We conclude that the District Court erred in denying Professional’s motion to amend the complaint as it relates to the NJCFA and common-law fraud claims. The proposed amended complaint also contained claims for breach of contract, unconscionability, and unjust enrichment. The District Court did not address these claims in its order of December 30, 2005. Therefore we consider them included in the amended pleading. The District Court did not abuse its discretion in denying the motion to amend as to the claim for breach of the covenant of good faith and fair dealing. We remand to the District Court for further proceedings consistent with this opinion. 
      
      . Professional's appeal challenges what is effectively the denial of its motion to amend the complaint. Professional did not appeal the District Court’s order of August 11, 2005, which granted defendant's motion to dismiss the complaint for lack of subject matter jurisdiction.
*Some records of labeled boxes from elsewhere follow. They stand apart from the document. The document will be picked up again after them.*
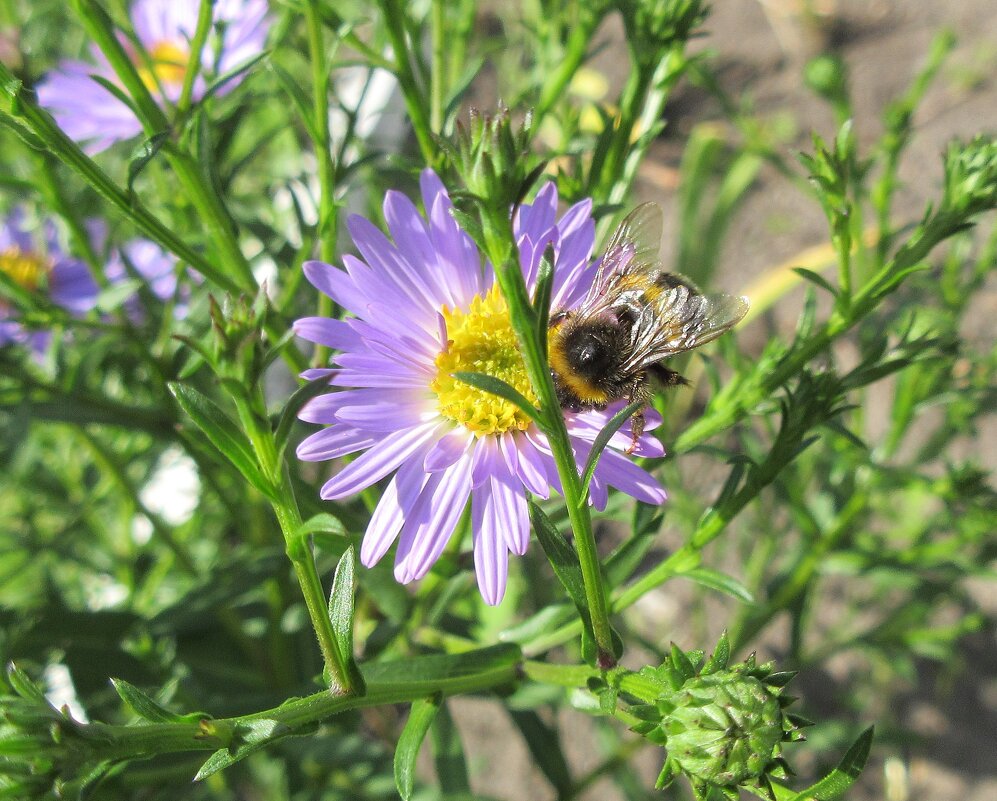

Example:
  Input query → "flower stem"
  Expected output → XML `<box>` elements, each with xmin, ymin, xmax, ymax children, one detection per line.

<box><xmin>305</xmin><ymin>0</ymin><xmax>338</xmax><ymax>367</ymax></box>
<box><xmin>483</xmin><ymin>210</ymin><xmax>616</xmax><ymax>669</ymax></box>
<box><xmin>429</xmin><ymin>0</ymin><xmax>448</xmax><ymax>134</ymax></box>
<box><xmin>177</xmin><ymin>0</ymin><xmax>215</xmax><ymax>114</ymax></box>
<box><xmin>235</xmin><ymin>385</ymin><xmax>357</xmax><ymax>695</ymax></box>
<box><xmin>378</xmin><ymin>0</ymin><xmax>437</xmax><ymax>165</ymax></box>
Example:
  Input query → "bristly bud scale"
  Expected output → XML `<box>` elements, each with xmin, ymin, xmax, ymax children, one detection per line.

<box><xmin>632</xmin><ymin>634</ymin><xmax>807</xmax><ymax>798</ymax></box>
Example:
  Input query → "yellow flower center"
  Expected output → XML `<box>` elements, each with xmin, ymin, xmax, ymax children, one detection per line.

<box><xmin>430</xmin><ymin>285</ymin><xmax>536</xmax><ymax>437</ymax></box>
<box><xmin>139</xmin><ymin>40</ymin><xmax>190</xmax><ymax>91</ymax></box>
<box><xmin>0</xmin><ymin>245</ymin><xmax>51</xmax><ymax>291</ymax></box>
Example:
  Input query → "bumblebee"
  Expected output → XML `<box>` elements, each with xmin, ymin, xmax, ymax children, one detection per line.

<box><xmin>547</xmin><ymin>203</ymin><xmax>748</xmax><ymax>452</ymax></box>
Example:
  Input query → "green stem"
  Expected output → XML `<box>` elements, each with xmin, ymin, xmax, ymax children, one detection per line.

<box><xmin>0</xmin><ymin>64</ymin><xmax>239</xmax><ymax>292</ymax></box>
<box><xmin>177</xmin><ymin>0</ymin><xmax>215</xmax><ymax>115</ymax></box>
<box><xmin>378</xmin><ymin>0</ymin><xmax>437</xmax><ymax>165</ymax></box>
<box><xmin>429</xmin><ymin>0</ymin><xmax>448</xmax><ymax>133</ymax></box>
<box><xmin>74</xmin><ymin>0</ymin><xmax>256</xmax><ymax>291</ymax></box>
<box><xmin>77</xmin><ymin>646</ymin><xmax>521</xmax><ymax>760</ymax></box>
<box><xmin>235</xmin><ymin>386</ymin><xmax>357</xmax><ymax>695</ymax></box>
<box><xmin>730</xmin><ymin>492</ymin><xmax>869</xmax><ymax>651</ymax></box>
<box><xmin>305</xmin><ymin>0</ymin><xmax>339</xmax><ymax>367</ymax></box>
<box><xmin>483</xmin><ymin>210</ymin><xmax>616</xmax><ymax>668</ymax></box>
<box><xmin>533</xmin><ymin>9</ymin><xmax>604</xmax><ymax>120</ymax></box>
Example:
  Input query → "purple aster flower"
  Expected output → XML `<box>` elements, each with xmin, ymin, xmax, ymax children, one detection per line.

<box><xmin>294</xmin><ymin>170</ymin><xmax>665</xmax><ymax>604</ymax></box>
<box><xmin>0</xmin><ymin>210</ymin><xmax>98</xmax><ymax>354</ymax></box>
<box><xmin>105</xmin><ymin>234</ymin><xmax>202</xmax><ymax>322</ymax></box>
<box><xmin>38</xmin><ymin>0</ymin><xmax>269</xmax><ymax>153</ymax></box>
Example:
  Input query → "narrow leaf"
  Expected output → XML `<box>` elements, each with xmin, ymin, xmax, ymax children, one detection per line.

<box><xmin>194</xmin><ymin>718</ymin><xmax>304</xmax><ymax>781</ymax></box>
<box><xmin>791</xmin><ymin>726</ymin><xmax>873</xmax><ymax>801</ymax></box>
<box><xmin>533</xmin><ymin>244</ymin><xmax>554</xmax><ymax>340</ymax></box>
<box><xmin>452</xmin><ymin>370</ymin><xmax>541</xmax><ymax>425</ymax></box>
<box><xmin>578</xmin><ymin>401</ymin><xmax>644</xmax><ymax>505</ymax></box>
<box><xmin>395</xmin><ymin>694</ymin><xmax>442</xmax><ymax>801</ymax></box>
<box><xmin>274</xmin><ymin>376</ymin><xmax>329</xmax><ymax>455</ymax></box>
<box><xmin>678</xmin><ymin>567</ymin><xmax>755</xmax><ymax>604</ymax></box>
<box><xmin>509</xmin><ymin>709</ymin><xmax>572</xmax><ymax>798</ymax></box>
<box><xmin>527</xmin><ymin>500</ymin><xmax>589</xmax><ymax>622</ymax></box>
<box><xmin>127</xmin><ymin>131</ymin><xmax>170</xmax><ymax>194</ymax></box>
<box><xmin>701</xmin><ymin>629</ymin><xmax>730</xmax><ymax>676</ymax></box>
<box><xmin>329</xmin><ymin>545</ymin><xmax>366</xmax><ymax>695</ymax></box>
<box><xmin>430</xmin><ymin>703</ymin><xmax>471</xmax><ymax>798</ymax></box>
<box><xmin>793</xmin><ymin>267</ymin><xmax>838</xmax><ymax>297</ymax></box>
<box><xmin>111</xmin><ymin>679</ymin><xmax>183</xmax><ymax>723</ymax></box>
<box><xmin>168</xmin><ymin>381</ymin><xmax>274</xmax><ymax>498</ymax></box>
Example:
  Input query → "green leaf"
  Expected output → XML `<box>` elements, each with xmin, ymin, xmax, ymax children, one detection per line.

<box><xmin>7</xmin><ymin>662</ymin><xmax>49</xmax><ymax>705</ymax></box>
<box><xmin>329</xmin><ymin>545</ymin><xmax>366</xmax><ymax>695</ymax></box>
<box><xmin>791</xmin><ymin>726</ymin><xmax>873</xmax><ymax>801</ymax></box>
<box><xmin>430</xmin><ymin>703</ymin><xmax>471</xmax><ymax>797</ymax></box>
<box><xmin>363</xmin><ymin>644</ymin><xmax>523</xmax><ymax>695</ymax></box>
<box><xmin>168</xmin><ymin>381</ymin><xmax>275</xmax><ymax>498</ymax></box>
<box><xmin>111</xmin><ymin>678</ymin><xmax>192</xmax><ymax>723</ymax></box>
<box><xmin>509</xmin><ymin>709</ymin><xmax>572</xmax><ymax>798</ymax></box>
<box><xmin>533</xmin><ymin>244</ymin><xmax>554</xmax><ymax>346</ymax></box>
<box><xmin>289</xmin><ymin>512</ymin><xmax>349</xmax><ymax>554</ymax></box>
<box><xmin>200</xmin><ymin>50</ymin><xmax>271</xmax><ymax>104</ymax></box>
<box><xmin>270</xmin><ymin>62</ymin><xmax>321</xmax><ymax>142</ymax></box>
<box><xmin>578</xmin><ymin>401</ymin><xmax>644</xmax><ymax>506</ymax></box>
<box><xmin>194</xmin><ymin>718</ymin><xmax>306</xmax><ymax>782</ymax></box>
<box><xmin>452</xmin><ymin>370</ymin><xmax>541</xmax><ymax>425</ymax></box>
<box><xmin>127</xmin><ymin>131</ymin><xmax>170</xmax><ymax>194</ymax></box>
<box><xmin>395</xmin><ymin>694</ymin><xmax>442</xmax><ymax>801</ymax></box>
<box><xmin>669</xmin><ymin>643</ymin><xmax>696</xmax><ymax>683</ymax></box>
<box><xmin>527</xmin><ymin>500</ymin><xmax>590</xmax><ymax>626</ymax></box>
<box><xmin>700</xmin><ymin>629</ymin><xmax>730</xmax><ymax>676</ymax></box>
<box><xmin>793</xmin><ymin>267</ymin><xmax>838</xmax><ymax>297</ymax></box>
<box><xmin>677</xmin><ymin>567</ymin><xmax>755</xmax><ymax>604</ymax></box>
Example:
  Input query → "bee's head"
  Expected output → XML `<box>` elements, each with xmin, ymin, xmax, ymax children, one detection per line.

<box><xmin>562</xmin><ymin>321</ymin><xmax>621</xmax><ymax>379</ymax></box>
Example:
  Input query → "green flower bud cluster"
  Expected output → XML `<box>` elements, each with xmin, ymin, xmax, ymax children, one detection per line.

<box><xmin>438</xmin><ymin>104</ymin><xmax>544</xmax><ymax>214</ymax></box>
<box><xmin>631</xmin><ymin>634</ymin><xmax>809</xmax><ymax>801</ymax></box>
<box><xmin>941</xmin><ymin>136</ymin><xmax>997</xmax><ymax>215</ymax></box>
<box><xmin>620</xmin><ymin>0</ymin><xmax>708</xmax><ymax>54</ymax></box>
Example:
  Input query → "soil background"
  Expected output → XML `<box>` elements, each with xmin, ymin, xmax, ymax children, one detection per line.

<box><xmin>450</xmin><ymin>0</ymin><xmax>997</xmax><ymax>801</ymax></box>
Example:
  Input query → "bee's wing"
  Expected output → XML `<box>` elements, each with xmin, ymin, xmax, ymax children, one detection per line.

<box><xmin>625</xmin><ymin>286</ymin><xmax>748</xmax><ymax>370</ymax></box>
<box><xmin>578</xmin><ymin>203</ymin><xmax>664</xmax><ymax>314</ymax></box>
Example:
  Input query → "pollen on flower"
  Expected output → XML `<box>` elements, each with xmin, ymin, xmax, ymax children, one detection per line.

<box><xmin>139</xmin><ymin>40</ymin><xmax>190</xmax><ymax>91</ymax></box>
<box><xmin>430</xmin><ymin>286</ymin><xmax>536</xmax><ymax>437</ymax></box>
<box><xmin>0</xmin><ymin>247</ymin><xmax>51</xmax><ymax>290</ymax></box>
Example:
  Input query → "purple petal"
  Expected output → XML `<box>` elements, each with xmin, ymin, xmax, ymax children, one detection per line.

<box><xmin>360</xmin><ymin>460</ymin><xmax>429</xmax><ymax>567</ymax></box>
<box><xmin>515</xmin><ymin>182</ymin><xmax>557</xmax><ymax>242</ymax></box>
<box><xmin>336</xmin><ymin>388</ymin><xmax>439</xmax><ymax>434</ymax></box>
<box><xmin>297</xmin><ymin>426</ymin><xmax>377</xmax><ymax>462</ymax></box>
<box><xmin>506</xmin><ymin>431</ymin><xmax>550</xmax><ymax>498</ymax></box>
<box><xmin>302</xmin><ymin>261</ymin><xmax>368</xmax><ymax>317</ymax></box>
<box><xmin>319</xmin><ymin>422</ymin><xmax>440</xmax><ymax>501</ymax></box>
<box><xmin>423</xmin><ymin>426</ymin><xmax>474</xmax><ymax>473</ymax></box>
<box><xmin>291</xmin><ymin>317</ymin><xmax>362</xmax><ymax>350</ymax></box>
<box><xmin>49</xmin><ymin>258</ymin><xmax>100</xmax><ymax>314</ymax></box>
<box><xmin>596</xmin><ymin>449</ymin><xmax>668</xmax><ymax>504</ymax></box>
<box><xmin>395</xmin><ymin>456</ymin><xmax>471</xmax><ymax>584</ymax></box>
<box><xmin>471</xmin><ymin>481</ymin><xmax>509</xmax><ymax>606</ymax></box>
<box><xmin>346</xmin><ymin>214</ymin><xmax>446</xmax><ymax>311</ymax></box>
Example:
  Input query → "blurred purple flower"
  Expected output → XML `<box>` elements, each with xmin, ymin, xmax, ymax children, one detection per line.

<box><xmin>105</xmin><ymin>234</ymin><xmax>202</xmax><ymax>322</ymax></box>
<box><xmin>38</xmin><ymin>0</ymin><xmax>269</xmax><ymax>154</ymax></box>
<box><xmin>0</xmin><ymin>210</ymin><xmax>99</xmax><ymax>354</ymax></box>
<box><xmin>294</xmin><ymin>170</ymin><xmax>665</xmax><ymax>604</ymax></box>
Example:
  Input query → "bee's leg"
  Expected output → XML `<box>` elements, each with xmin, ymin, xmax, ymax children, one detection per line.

<box><xmin>624</xmin><ymin>374</ymin><xmax>651</xmax><ymax>456</ymax></box>
<box><xmin>647</xmin><ymin>362</ymin><xmax>689</xmax><ymax>387</ymax></box>
<box><xmin>624</xmin><ymin>406</ymin><xmax>646</xmax><ymax>456</ymax></box>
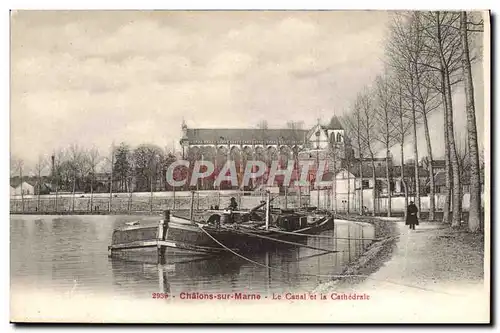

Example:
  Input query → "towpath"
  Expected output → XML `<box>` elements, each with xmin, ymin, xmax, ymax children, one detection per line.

<box><xmin>317</xmin><ymin>219</ymin><xmax>489</xmax><ymax>323</ymax></box>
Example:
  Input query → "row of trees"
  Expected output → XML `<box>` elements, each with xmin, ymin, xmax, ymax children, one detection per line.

<box><xmin>344</xmin><ymin>12</ymin><xmax>483</xmax><ymax>232</ymax></box>
<box><xmin>11</xmin><ymin>143</ymin><xmax>176</xmax><ymax>210</ymax></box>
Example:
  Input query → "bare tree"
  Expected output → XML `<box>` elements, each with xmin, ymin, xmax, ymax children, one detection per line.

<box><xmin>85</xmin><ymin>146</ymin><xmax>101</xmax><ymax>211</ymax></box>
<box><xmin>12</xmin><ymin>158</ymin><xmax>24</xmax><ymax>212</ymax></box>
<box><xmin>35</xmin><ymin>155</ymin><xmax>47</xmax><ymax>211</ymax></box>
<box><xmin>390</xmin><ymin>73</ymin><xmax>413</xmax><ymax>218</ymax></box>
<box><xmin>386</xmin><ymin>12</ymin><xmax>423</xmax><ymax>217</ymax></box>
<box><xmin>341</xmin><ymin>94</ymin><xmax>366</xmax><ymax>215</ymax></box>
<box><xmin>68</xmin><ymin>144</ymin><xmax>85</xmax><ymax>211</ymax></box>
<box><xmin>52</xmin><ymin>149</ymin><xmax>67</xmax><ymax>212</ymax></box>
<box><xmin>359</xmin><ymin>89</ymin><xmax>377</xmax><ymax>216</ymax></box>
<box><xmin>374</xmin><ymin>76</ymin><xmax>397</xmax><ymax>217</ymax></box>
<box><xmin>422</xmin><ymin>11</ymin><xmax>462</xmax><ymax>227</ymax></box>
<box><xmin>257</xmin><ymin>120</ymin><xmax>269</xmax><ymax>130</ymax></box>
<box><xmin>460</xmin><ymin>12</ymin><xmax>481</xmax><ymax>232</ymax></box>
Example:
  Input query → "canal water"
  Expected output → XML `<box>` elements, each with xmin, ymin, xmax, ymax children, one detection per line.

<box><xmin>10</xmin><ymin>215</ymin><xmax>374</xmax><ymax>298</ymax></box>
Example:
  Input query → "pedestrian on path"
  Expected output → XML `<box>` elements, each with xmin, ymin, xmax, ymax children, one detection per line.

<box><xmin>406</xmin><ymin>201</ymin><xmax>418</xmax><ymax>230</ymax></box>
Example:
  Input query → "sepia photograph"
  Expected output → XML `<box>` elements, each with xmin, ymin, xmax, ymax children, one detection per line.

<box><xmin>8</xmin><ymin>10</ymin><xmax>492</xmax><ymax>324</ymax></box>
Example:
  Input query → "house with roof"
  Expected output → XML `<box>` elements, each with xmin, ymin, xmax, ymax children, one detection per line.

<box><xmin>14</xmin><ymin>180</ymin><xmax>35</xmax><ymax>195</ymax></box>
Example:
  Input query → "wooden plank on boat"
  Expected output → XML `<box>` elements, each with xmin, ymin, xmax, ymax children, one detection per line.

<box><xmin>109</xmin><ymin>240</ymin><xmax>158</xmax><ymax>250</ymax></box>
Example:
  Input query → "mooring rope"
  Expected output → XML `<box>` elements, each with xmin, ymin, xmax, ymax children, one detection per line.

<box><xmin>196</xmin><ymin>224</ymin><xmax>462</xmax><ymax>296</ymax></box>
<box><xmin>273</xmin><ymin>229</ymin><xmax>383</xmax><ymax>241</ymax></box>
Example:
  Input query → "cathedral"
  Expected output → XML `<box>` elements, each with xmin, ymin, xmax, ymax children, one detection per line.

<box><xmin>180</xmin><ymin>117</ymin><xmax>350</xmax><ymax>189</ymax></box>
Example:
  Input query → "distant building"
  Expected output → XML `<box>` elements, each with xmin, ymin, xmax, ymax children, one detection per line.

<box><xmin>15</xmin><ymin>181</ymin><xmax>35</xmax><ymax>195</ymax></box>
<box><xmin>180</xmin><ymin>117</ymin><xmax>345</xmax><ymax>187</ymax></box>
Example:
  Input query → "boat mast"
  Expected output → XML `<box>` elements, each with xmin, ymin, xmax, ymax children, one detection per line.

Appeal from this order is not before us. However, because subject matter jurisdiction cannot be waived, we have an independent obligation to satisfy that jurisdiction exists. We conclude that the proposed amended complaint cures any jurisdictional defects that may have been present in the original complaint.
     
      
      . Punitive damages can be aggregated with compensatory damages to arrive at the amount in controversy requirement. See Golden ex rel. Golden v. Golden, 382 F.3d 348, 355 (3d Cir.2004) (“Claims for punitive damages may be aggregated with claims for compensatory damages unless the former are patently frivolous and without foundation____If appropriately made, therefore, a request for punitive damages will generally satisfy the amount in controversy requirement because it cannot be stated to a legal certainty that the value of plaintiff’s claim is below the statutory minimum.”). We have also previously held that treble damages may be included when calculating the amount in controversy for the purpose of subject matter jurisdiction if it appears that the plaintiff is not precluded to a legal certainty from recovering under the NJCFA. Suber v. Chrysler Corp., 104 F.3d 578, 587 (3d Cir.1997). Furthermore, when state law provides for the recovery of attorneys' fees by a successful plaintiff, those fees must be considered in calculating the jurisdictional amount in controversy. Id. at 585 (citing Missouri State Life Ins. Co. v. Jones, 290 U.S. 199, 202, 54 S.Ct. 133, 78 L.Ed. 267 (1933)).
     
      
      . A hard-money lender is one that lends money as a last resort to borrowers who cannot get loans from other mainstream institutions because of severe time constraints or other reasons, such as lack of acceptable credit. See, e.g., Gary W. Eldred, Make Money with Fixer-Uppers & Renovations 255-57 (2003).
     
      
      . Damages included a $54,000 non-refundable commitment fee, $5,000 for legal fees paid to Kennedy for the loan preparation, and a total of $6,000 for appraisal fees.
     
      
      . We agree with the District Court’s ruling regarding Professional's claim for breach of the covenant of good faith and fair dealing. Accordingly, we conclude that the District Court did not abuse its discretion in denying the motion to amend as to this cause of action.